LABOMED brings high-end microscopes and diagonstic medical devices designed with the help of 3D printing
Helping scientists shed new light on the microscopic world around us is at the centre of what LABOMED does. Based in India, LABOMED’s research and development team creates a wide range of high-end professionals Stereo Microscope, Slit Lamp, Surgical Microscope and Colposcopes for biomedical, ophthalmology and gynaecology. Since its establishment in 2006, LABOMED’s high-quality products have made it among top 10 brand in medical diagnostic devices globally.
Focussed on creating flawless products, founder Neeraj Jain and the LABOMED team looked to 3D printing to help improve design quality, quicken the product development cycle and keep up with growing demand.
LABOMED initially relied on China-based service bureaus for 3D printed prototypes to verify concepts and functionality. However, outsourcing was time-consuming and difficult due to communication with vendors. Also, working with strict validation schedules did not allow enough flexibility during the design review process.
“It was a Catch-22 for the team because it seemed that we had to forgo innovation to make time for quality. There was no room for any rough designs or ideation when we outsourced our prototyping because we had to meet tight production and launch schedules,” said Jain.
Outsourcing 3D printed prototypes was not only time-consuming, but it amounted to substantial costs with less than desirable results. Ordering one prototype could take as long as one month and cost Rs 25,000 ($ 383). Plus, prototypes created by vendors using powder-based 3D printing were breakable and in-accurate. In-house 3D printing allowed for validation earlier in the design, helping avoid the costly need for changes at the end of the design process.
To save time and money, LABOMED acquired their own 3D printer from Stratasys. With 3D printing in-house, the R&D team conceptualises ideas and creates mock-ups as soon as their CAD files are ready. Engineers no longer need to wait one month to hold printed models in their hands. Prototypes are ready within two to three hours, and cost around Rs 12,000 ($180), giving designers the freedom to test and iterate innovative designs.
Bringing success into focus
One of the most-printed components is the body covers for the LABOMED Surgical Zoom Microscope, which enhance the focusing mechanism of the binoculars on the instrument. To finalise the design of the cover, designers and engineers print prototypes to test the assemblies, living hinges and fit prior to mass manufacturing. The printed body cover prototypes are tested for cracks or leaks before painting, and patterns are added for look-and-feel
“It would have taken us months to come up with the final binocular body cover design through a service bureau, but using the uPrint 3D Printer has streamlined the prototyping process, a huge benefit for us,” said Jain.

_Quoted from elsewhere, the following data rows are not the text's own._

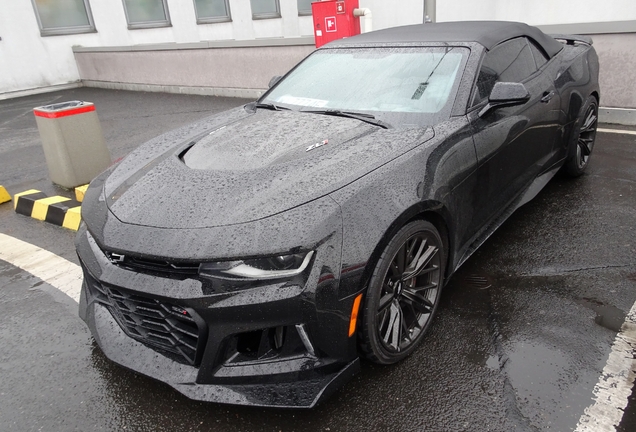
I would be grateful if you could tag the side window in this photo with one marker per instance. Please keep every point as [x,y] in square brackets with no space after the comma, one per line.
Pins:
[539,57]
[511,61]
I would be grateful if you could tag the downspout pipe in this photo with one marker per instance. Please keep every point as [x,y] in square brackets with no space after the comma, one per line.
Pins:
[368,18]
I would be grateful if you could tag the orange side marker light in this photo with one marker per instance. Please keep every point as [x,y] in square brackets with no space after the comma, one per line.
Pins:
[354,315]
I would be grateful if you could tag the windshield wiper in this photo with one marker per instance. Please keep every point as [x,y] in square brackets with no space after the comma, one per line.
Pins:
[253,106]
[269,105]
[367,118]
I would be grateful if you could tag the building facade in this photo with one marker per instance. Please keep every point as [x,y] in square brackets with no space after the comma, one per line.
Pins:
[233,47]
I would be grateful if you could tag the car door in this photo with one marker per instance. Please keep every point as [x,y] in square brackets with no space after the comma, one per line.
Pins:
[513,144]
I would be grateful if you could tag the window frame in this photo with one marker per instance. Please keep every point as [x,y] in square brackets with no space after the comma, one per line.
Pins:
[217,19]
[148,24]
[305,12]
[60,31]
[267,15]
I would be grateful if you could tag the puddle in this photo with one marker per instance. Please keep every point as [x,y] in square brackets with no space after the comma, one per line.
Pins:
[607,316]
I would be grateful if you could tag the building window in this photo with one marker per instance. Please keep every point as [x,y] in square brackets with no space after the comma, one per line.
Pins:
[211,11]
[59,17]
[304,7]
[264,9]
[146,13]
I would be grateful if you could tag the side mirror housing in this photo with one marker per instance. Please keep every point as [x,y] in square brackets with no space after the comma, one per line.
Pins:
[505,94]
[274,80]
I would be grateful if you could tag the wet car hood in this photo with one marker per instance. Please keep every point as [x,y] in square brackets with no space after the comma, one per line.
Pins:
[246,167]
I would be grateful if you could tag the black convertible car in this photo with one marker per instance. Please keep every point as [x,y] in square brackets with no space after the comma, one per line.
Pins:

With the drastic reduction in time and cost spent on prototyping, LABOMED’s designers and engineers now focus on researching and generating new designs without worrying about meeting tight deadlines.

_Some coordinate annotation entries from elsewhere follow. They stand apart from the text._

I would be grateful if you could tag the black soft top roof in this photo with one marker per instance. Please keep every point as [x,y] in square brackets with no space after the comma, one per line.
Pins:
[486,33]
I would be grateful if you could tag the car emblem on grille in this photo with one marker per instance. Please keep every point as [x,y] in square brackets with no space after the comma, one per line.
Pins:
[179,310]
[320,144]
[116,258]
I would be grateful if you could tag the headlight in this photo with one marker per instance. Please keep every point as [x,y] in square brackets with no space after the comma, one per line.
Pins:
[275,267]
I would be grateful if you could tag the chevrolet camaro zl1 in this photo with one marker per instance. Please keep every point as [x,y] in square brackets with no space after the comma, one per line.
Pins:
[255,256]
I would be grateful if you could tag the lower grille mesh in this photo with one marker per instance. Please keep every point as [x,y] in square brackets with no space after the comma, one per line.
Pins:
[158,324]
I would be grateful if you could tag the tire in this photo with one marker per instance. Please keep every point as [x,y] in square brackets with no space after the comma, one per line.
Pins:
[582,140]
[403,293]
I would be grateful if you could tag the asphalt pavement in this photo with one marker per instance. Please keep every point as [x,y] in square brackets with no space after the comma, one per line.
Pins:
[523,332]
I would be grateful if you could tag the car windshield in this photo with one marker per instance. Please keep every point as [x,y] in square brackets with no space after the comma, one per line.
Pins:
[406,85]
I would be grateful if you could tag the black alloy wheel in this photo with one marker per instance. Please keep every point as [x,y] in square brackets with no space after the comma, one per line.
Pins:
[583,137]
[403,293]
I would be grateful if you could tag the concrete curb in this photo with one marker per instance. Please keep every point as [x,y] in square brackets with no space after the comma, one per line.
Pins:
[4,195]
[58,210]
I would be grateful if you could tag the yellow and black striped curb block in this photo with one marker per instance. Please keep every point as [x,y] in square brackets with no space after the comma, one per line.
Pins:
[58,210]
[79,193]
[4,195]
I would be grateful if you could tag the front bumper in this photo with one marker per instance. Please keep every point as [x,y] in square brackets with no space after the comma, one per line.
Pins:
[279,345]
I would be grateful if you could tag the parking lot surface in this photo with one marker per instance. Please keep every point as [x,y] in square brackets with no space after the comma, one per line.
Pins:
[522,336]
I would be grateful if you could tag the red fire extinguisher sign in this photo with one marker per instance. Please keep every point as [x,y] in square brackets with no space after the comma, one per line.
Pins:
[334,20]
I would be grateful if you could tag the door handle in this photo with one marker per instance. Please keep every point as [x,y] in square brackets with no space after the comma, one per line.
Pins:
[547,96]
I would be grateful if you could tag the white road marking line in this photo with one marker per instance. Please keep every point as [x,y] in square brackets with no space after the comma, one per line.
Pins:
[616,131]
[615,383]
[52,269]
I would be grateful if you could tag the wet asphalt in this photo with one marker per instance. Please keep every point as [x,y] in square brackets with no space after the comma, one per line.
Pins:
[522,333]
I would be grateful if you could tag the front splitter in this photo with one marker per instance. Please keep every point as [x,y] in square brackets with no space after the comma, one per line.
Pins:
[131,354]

“The uPrint has resolved our design problems and has been one of the key elements that transformed our operations process,” said Jain. “We can now observe finer details in printed parts, identify design errors earlier on and ensure best-in-class products for our customers, all achieved in half the time and cost. Even our sales and marketing staff is ready to take on challenges and showcase new products and concepts with the highly precise 3D models.”